Cities must assess building energy performance to meet reduction goals, yet current top‑down benchmarking lacks actionable insights, while smart‑meter analytics offer the chance to capture previously undetectable temporal fluctuations. This study develops daily, period‑segmented building energy benchmarks from smart‑meter data to quantify differences from conventional annual benchmarks and assess their utility for near‑real‑time energy management. The authors segment data into occupied/unoccupied periods during the school year, occupied/unoccupied periods during summer, and peak summer demand, using these intervals to generate the benchmarks.

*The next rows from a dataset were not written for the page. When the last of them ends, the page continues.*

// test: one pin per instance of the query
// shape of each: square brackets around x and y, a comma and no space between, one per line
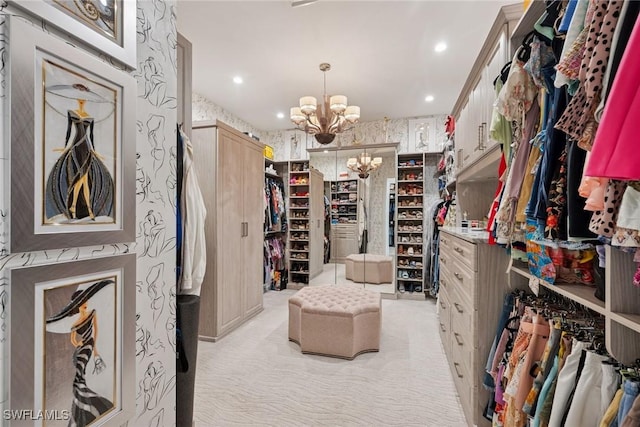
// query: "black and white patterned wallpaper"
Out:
[155,243]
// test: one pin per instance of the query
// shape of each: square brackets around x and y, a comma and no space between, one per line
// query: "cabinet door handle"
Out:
[456,336]
[482,145]
[455,366]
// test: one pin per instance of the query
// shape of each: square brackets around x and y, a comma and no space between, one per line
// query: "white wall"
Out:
[206,110]
[155,216]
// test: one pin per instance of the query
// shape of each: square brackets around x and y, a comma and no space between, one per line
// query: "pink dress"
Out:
[615,152]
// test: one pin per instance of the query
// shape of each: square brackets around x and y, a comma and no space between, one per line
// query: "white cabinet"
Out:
[232,287]
[474,108]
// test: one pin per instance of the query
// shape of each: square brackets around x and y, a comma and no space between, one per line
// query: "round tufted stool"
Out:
[369,268]
[338,321]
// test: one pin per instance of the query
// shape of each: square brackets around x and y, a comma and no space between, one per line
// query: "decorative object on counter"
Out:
[334,115]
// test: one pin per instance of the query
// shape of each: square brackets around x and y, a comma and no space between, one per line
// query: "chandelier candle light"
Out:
[333,116]
[364,164]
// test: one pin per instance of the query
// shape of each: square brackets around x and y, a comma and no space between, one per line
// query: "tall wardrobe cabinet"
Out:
[230,167]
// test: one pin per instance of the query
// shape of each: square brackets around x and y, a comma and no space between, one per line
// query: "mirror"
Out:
[359,185]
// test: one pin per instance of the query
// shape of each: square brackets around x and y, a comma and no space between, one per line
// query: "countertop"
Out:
[473,236]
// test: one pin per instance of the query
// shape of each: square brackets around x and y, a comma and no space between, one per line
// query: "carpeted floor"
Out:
[256,377]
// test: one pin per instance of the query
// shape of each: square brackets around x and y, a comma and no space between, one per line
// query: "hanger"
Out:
[504,73]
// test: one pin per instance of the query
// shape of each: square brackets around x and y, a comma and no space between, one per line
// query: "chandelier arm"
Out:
[311,128]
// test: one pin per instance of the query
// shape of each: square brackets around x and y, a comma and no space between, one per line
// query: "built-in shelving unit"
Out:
[299,216]
[344,201]
[275,235]
[410,224]
[306,217]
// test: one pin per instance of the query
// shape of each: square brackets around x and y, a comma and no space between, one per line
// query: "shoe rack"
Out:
[306,223]
[299,222]
[410,225]
[344,202]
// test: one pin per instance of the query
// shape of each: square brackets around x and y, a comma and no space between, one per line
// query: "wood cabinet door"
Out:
[230,258]
[497,58]
[316,223]
[252,243]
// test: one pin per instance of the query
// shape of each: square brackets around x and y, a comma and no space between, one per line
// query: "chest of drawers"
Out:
[473,282]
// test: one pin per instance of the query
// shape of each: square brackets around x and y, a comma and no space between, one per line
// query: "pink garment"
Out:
[615,152]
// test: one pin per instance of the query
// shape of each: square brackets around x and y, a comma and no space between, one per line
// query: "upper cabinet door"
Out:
[497,59]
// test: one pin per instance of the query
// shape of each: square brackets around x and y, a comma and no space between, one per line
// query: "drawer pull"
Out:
[455,366]
[456,335]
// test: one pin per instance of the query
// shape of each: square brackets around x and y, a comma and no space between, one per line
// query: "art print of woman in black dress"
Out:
[87,405]
[79,185]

Temporally segmented benchmarks differ from overall benchmarks, exposing periods of over‑ or under‑performance, providing a more accurate efficiency measure, and establishing a foundation for digital‑twin‑enabled urban energy management and large‑scale smart optimization.

Abstract

To meet energy-reduction goals, cities are challenged with assessing building energy performance and prioritizing efficiency upgrades across existing buildings. Although current top-down building energy benchmarking approaches are useful for identifying overall efficient and poor performers across a portfolio of buildings at a city scale, they are limited in their ability to provide actionable insights regarding efficiency opportunities. Concurrently, advances in smart metering data analytics combined with new data streams available via smart metering infrastructure present the opportunity to incorporate previously undetectable temporal fluctuations into top-down building benchmarking analyses. This paper leveraged smart meter electricity data to develop daily building energy benchmarks segmented by strategic periods to quantify their variation from conventional, annual energy benchmarking strategies and investigate how such metrics can lead to near real-time energy management. The periods considered include occupied periods during the school year, unoccupied periods during the school year, occupied periods during the summer, unoccupied periods during the summer, and peak summer demand periods. Results showed that temporally segmented building energy benchmarks are distinct from a building’s overall benchmark. This demonstrates that a building’s overall benchmark masks periods in which a building is over- or underperforming during the day, week, or month; thus, temporally segmented energy benchmarks can provide a more specific and accurate measure for building efficiency. We discussed how these findings establish the foundation for digital twin–enabled urban energy management platforms by enabling identification of building retrofit strategies and near-real-time efficiency in the context of the performance of an entire building portfolio. Temporally segmented energy benchmarking measures generated from smart meter data streams are a critical step for integrating smart meter analytics with building energy benchmarking techniques, and for conducting smarter energy management across a large geographic scale of buildings.